After all, what's the point of being productive if all you're producing is crap?

So, how to be more productive in this way?
  1. Before you begin your day, write down what you intend to accomplish. Think of intention as the gentle reminders your GPS lady gives you as you proceed on a planned route.
  2. Before you set out to start your planned activities, make sure you close your eyes and breathe deeply, if only for a minute or two. Beginning your day's journey on calm seas will make you far more likely to meet with success than throwing yourself out there in rough waters.

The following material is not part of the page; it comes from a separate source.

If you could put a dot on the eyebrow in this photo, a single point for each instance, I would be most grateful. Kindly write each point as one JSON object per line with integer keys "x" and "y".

  3. Once you are on your way, you will inevitably drift off course. But as it is with meditation, so it is with staying focused and productive. If an unwanted thought comes up in meditation, rather than worrying about it, you visualize it as a cloud, simply drifting by. You do not judge it, or get attached to it, but rather, you just let it go. Same with work. You begin to read something you hadn't intended, or you find yourself on a phone call you didn't want to be on, and as soon as you realize it, don't fret, but let it go. Stop reading, and return to your task. Tell the person you've enjoyed talking, but it's time to get back to work. Don't feel bad, just move on.
  4. What happens if you meet with a roadblock that prevents you from completing one of your tasks? Don't let it throw you off course. Decide how important it is. Do you need to complete it today? Or can you return to it tomorrow? Assess this calmly, and then you will know how to proceed. After all, life requires adaptability, but this doesn't mean you have to lose focus. You can simply reroute around the trouble and calmly proceed.
  5. Remember, it isn't about quantity. It's about quality. Don't expend energy on useless or worthless efforts. Don't let anyone else convince you to, either. It's your life, your career, your home.
If you follow these guidelines, I think you'll find yourself moving through life with less friction and with more to be proud of. The rewards of focus, too, go beyond having something to show at the end of the day. The emotional and psychological benefits you'll experience are vast, and in short order, you'll never want to be a distracted, frantic productivity-without-purpose person again.